Entidade ligada a União tem imunidade tributária

Entidade vinculada a órgão da União tem imunidade tributária recíproca. O entendimento é do ministro Ricardo Lewandowski, do Supremo Tribunal Federal, que suspendeu liminarmente a cobrança de ICMS sobre operação de importação de equipamentos feita pela antiga Fundação Centro Tecnológico para Informática (CTI), atual Centro de Tecnologia da Informação Renato Archer, ligado ao Ministério de Ciência Tecnologia.

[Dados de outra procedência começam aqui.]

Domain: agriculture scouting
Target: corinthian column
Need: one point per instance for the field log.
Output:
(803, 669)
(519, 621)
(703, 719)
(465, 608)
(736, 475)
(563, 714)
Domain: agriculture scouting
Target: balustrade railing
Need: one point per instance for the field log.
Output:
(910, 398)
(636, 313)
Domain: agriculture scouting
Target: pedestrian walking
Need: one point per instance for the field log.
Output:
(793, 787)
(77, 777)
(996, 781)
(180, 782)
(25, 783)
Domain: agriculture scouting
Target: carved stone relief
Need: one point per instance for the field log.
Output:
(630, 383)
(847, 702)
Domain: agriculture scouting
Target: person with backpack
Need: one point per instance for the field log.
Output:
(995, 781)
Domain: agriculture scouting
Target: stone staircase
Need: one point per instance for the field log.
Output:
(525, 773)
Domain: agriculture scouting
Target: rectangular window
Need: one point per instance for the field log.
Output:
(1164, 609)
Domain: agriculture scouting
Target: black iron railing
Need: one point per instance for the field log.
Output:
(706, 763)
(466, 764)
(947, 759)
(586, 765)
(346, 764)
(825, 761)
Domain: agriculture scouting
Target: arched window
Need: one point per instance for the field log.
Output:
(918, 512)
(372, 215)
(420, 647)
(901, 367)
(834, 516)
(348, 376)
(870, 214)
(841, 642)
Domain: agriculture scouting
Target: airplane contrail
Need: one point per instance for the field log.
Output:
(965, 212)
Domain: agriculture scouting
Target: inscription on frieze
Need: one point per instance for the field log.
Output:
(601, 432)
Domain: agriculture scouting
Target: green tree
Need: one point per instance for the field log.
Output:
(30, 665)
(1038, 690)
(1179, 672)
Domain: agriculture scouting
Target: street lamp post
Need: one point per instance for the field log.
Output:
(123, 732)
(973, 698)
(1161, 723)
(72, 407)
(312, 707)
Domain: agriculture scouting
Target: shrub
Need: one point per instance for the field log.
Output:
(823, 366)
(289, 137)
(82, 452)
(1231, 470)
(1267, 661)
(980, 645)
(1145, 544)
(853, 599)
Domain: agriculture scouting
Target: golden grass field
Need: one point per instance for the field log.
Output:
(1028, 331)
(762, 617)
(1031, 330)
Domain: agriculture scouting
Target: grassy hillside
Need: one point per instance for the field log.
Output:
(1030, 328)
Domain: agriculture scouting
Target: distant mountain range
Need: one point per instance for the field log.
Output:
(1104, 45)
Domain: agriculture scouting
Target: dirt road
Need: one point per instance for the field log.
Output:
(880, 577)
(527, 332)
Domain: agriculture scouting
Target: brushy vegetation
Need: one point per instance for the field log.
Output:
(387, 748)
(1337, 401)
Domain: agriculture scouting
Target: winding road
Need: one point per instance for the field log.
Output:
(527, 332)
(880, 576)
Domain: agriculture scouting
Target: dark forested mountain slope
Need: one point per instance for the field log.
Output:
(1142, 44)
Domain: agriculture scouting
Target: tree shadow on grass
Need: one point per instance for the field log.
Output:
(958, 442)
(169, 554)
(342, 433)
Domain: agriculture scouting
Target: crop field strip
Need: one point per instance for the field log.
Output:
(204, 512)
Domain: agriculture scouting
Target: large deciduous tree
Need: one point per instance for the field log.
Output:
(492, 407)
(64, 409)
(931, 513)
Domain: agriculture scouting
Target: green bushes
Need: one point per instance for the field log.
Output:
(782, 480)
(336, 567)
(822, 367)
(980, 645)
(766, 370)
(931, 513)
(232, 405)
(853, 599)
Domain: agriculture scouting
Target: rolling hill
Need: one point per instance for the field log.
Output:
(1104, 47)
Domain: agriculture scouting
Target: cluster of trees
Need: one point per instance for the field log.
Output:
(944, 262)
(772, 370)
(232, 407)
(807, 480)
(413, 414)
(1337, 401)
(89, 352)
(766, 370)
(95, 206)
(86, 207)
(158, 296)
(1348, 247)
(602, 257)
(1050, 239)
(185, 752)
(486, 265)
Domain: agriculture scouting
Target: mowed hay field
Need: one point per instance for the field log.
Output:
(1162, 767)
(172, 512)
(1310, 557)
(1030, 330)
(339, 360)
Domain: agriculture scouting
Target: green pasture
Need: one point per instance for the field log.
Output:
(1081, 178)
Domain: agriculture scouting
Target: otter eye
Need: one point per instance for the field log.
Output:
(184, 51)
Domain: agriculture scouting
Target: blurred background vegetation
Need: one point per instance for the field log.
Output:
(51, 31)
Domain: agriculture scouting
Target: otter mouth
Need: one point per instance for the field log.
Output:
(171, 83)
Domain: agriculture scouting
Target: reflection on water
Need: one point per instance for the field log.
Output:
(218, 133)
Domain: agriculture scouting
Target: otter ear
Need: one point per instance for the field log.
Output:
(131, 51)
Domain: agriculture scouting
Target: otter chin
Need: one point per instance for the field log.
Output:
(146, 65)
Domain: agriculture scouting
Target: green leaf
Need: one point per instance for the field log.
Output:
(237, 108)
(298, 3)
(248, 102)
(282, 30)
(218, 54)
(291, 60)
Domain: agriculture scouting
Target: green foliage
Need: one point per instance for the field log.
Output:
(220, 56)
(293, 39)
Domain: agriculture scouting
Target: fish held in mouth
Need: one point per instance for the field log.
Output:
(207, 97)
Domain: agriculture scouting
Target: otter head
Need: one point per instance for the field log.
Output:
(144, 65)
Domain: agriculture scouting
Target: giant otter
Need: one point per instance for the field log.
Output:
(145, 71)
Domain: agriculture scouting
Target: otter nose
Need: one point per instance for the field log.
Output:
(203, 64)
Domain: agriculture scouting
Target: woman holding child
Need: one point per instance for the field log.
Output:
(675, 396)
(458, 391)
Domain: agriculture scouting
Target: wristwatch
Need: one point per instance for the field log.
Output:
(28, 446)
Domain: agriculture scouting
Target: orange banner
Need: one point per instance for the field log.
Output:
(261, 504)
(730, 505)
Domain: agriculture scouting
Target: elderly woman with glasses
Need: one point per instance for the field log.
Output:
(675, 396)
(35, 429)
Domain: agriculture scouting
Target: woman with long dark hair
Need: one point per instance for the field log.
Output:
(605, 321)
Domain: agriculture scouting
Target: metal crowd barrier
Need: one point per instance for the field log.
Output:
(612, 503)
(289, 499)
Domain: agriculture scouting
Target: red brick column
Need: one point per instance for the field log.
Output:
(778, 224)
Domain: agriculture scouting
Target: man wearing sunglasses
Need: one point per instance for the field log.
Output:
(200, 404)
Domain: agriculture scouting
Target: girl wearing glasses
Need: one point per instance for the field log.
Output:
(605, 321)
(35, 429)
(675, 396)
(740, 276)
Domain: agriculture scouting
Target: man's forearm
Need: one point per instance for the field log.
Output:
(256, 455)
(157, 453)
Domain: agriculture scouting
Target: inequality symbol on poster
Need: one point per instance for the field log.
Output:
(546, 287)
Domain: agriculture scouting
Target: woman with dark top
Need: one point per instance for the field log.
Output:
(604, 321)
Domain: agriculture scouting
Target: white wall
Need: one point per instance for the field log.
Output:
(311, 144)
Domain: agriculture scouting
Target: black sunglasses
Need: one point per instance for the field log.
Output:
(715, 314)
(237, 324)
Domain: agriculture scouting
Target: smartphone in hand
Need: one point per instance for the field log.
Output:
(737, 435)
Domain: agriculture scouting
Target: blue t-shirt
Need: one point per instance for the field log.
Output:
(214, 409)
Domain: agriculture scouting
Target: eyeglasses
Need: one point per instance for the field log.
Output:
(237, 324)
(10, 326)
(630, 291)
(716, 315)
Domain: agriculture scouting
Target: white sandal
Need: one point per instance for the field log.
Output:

O estado de São Paulo cobrou R$ 279 mil de ICMS sobre a importação de bens e equipamentos destinados ao CTI. O débito foi inscrito em dívida ativa e está em fase de execução fiscal em curso na 5ª Vara Federal de Campinas. A União entrou com Ação Cível Originária no STF, pedindo a antecipação de tutela, para que fosse reconhecida a imunidade tributária do órgão, vinculado ao Ministério da Ciência e Tecnologia, e anulada a cobrança da dívida.

O ministro suspendeu a exigibilidade do crédito tributário e determinou que o estado não inscrevesse a União ou o CTI no Cadastro de Inadimplentes (Cadin), ou cadastro equivalente. Segundo Lewandowski, as atividades desenvolvidas no CTI estão abrangidas pela imunidade tributária recíproca, prevista no artigo 150, inciso IV, alínea a, da Constituição, isso porque, “além de não objetivarem lucro, tinham como mote a capacitação nacional nas atividades de informática, em proveito do desenvolvimento social, cultural, político, tecnológico e econômico da sociedade brasileira, segundo foi preceituado pela Lei 7.232/84”.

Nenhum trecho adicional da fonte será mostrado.